Graduation Year


Document Type




Degree Granting Department

Government and International Affairs

Major Professor

Dawood H. Sultan, Ph.D.


acculturation, cancer, cervical, HPV, machismo


Hispanic immigrants constitute the largest and fastest growing groups of minorities in the United States. According to the 2010 Census, there are 50.5 million Hispanics in the United States, making up 16.3% of the total population (Passel, Cohn & Lopez, 2011). Furthermore, the state of Florida is home to 4,223,806 Hispanics (U.S. Census Bureau, 2010). Because the Hispanic population continues to grow, it is important to study their sexual health behaviors because diseases linked to risky sexual behaviors account for approximately 20,000 U.S. deaths each year, and are linked to a number of adverse reproductive outcomes (Abraido-Lanza, Chao, & Florez, 2005; Hussey, Hallfors, Waller, Iritani, Halpern & Bauer, 2006; Mokdad, Marks, Stroup & Geberding, 2004).

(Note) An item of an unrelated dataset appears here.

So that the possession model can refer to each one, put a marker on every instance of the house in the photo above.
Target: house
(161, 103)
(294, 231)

Much of the research on risky sexual behaviors has included women of Mexican, Cuban and Puerto Rican descent (Weiss & Tillman, 2009). Therefore, to fill a gap in the current research further investigations should be conducted among other Latin subgroups such as Colombians. Conducting studies of Colombian women will contribute to the relatively unknown attitudes, beliefs and values towards sex and sexual high-risk behaviors of South American women.

This study systematically examines literature in order to build a conceptual model, which will explain the sexual behaviors of Colombian women. The study will provide a survey instrument to be used in future research.